The most striking aspect of the discussion in US ruling circles following the adoption of the new UN sanctions is open scepticism that economic penalties will achieve Washington’s aims. There is a renewed push for the “military option”. Reflecting this debate, former CIA director Michael Hayden, who served under Bush, declared that “in my personal thinking … I have begun to consider that [a military strike against Iran] may not be the worst of all possible outcomes.”

 

Hayden claimed, without offering any evidence, that Iran’s drive toward obtaining a nuclear weapon “seems inexorable”. He conceded that Tehran might not actually build an atomic bomb, but added that having the capacity to do so at short notice, was “as destabilising as their actually having a weapon”. He dismissed diplomacy and sanctions as ineffective, saying: “We engage.
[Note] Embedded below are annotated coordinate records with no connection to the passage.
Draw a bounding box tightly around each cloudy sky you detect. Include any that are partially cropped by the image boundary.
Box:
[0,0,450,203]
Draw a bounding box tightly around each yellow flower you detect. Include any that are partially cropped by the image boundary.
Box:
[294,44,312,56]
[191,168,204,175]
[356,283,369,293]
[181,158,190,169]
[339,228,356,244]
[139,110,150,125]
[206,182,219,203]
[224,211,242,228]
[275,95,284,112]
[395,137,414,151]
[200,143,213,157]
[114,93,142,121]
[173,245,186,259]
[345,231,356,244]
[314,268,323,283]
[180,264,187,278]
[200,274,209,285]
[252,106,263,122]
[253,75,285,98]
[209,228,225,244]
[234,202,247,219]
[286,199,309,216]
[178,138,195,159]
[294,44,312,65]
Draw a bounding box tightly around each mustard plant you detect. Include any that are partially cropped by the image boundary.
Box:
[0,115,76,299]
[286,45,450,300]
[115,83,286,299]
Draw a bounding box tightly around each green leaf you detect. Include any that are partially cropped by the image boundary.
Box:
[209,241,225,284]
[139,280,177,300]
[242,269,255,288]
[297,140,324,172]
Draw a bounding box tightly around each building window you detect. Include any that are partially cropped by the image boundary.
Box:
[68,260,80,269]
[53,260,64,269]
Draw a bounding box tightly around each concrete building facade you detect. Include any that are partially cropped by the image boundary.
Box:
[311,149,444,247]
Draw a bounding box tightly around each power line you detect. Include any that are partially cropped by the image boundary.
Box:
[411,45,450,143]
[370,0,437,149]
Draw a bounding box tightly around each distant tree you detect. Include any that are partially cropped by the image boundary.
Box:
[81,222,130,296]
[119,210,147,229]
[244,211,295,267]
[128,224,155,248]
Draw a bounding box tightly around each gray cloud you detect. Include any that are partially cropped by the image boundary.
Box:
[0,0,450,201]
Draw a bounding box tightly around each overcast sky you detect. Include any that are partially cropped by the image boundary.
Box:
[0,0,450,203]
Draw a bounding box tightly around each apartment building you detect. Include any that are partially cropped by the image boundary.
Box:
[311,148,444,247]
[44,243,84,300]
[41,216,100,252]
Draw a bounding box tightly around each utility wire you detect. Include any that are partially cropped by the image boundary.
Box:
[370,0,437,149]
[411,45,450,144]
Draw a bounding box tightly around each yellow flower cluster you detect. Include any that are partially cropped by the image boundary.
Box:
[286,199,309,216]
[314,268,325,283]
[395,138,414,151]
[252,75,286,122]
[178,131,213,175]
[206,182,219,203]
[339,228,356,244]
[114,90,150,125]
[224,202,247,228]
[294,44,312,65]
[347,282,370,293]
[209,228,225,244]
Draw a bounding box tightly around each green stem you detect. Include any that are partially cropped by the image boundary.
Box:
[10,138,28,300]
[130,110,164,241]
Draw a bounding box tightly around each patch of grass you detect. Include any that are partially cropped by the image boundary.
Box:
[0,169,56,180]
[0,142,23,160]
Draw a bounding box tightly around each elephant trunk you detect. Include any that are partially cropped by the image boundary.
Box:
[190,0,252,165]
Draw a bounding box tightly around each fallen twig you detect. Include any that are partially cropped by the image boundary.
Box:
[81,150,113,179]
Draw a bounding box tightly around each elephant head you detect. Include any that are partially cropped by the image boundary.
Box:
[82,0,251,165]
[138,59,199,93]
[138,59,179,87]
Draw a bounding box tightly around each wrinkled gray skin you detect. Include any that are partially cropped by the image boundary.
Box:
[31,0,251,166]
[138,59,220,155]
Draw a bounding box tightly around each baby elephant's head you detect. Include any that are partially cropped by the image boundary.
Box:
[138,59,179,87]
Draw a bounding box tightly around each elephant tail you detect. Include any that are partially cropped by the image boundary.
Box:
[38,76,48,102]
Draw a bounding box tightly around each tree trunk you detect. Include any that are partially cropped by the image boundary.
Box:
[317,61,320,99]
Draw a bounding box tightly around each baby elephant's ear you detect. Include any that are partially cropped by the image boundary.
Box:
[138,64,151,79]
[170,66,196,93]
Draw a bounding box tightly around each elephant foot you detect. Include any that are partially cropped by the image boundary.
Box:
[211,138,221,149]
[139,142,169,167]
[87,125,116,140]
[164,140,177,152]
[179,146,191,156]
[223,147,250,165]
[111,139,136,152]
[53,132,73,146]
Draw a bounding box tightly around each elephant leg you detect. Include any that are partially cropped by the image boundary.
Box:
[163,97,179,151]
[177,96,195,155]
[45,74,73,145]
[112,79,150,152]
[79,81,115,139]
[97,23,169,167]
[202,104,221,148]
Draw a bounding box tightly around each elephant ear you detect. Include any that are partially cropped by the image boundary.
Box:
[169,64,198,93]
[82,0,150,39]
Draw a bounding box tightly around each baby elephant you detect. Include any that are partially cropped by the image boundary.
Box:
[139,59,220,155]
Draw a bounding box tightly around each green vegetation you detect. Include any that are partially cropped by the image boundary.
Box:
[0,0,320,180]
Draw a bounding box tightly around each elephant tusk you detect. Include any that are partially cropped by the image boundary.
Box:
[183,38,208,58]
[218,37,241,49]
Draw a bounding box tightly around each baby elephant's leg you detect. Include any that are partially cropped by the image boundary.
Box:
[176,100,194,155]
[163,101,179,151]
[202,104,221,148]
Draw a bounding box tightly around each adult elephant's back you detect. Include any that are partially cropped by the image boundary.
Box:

They will continue to move forward. We vote for sanctions. They continue to move forward. We try to deter, to dissuade. They continue to move forward.”

 

Similar sentiments were voiced by Israeli Defence Minister Ehud Barak, who visited Washington this week for talks on Iran and the so-called Middle East peace process. He told the Washington Post last week: “I don’t see it [sanctions] as working as of now.” Barak noted that there was no international unanimity on the most aggressive penalties, adding: “Probably at a certain point we should realise that sanctions cannot work.” Israel has repeatedly declared that it will not permit Iran to develop a nuclear weapons capacity and has threatened military action against its nuclear facilities.

 

Whether initiated by Israel or the US, any military aggression against Iran threatens to trigger a broader regional conflict that could drag in major powers, including Russia and China. The Obama administration’s drive for tougher sanctions leads relentlessly to the next step—a reckless new American military adventure in the Middle East.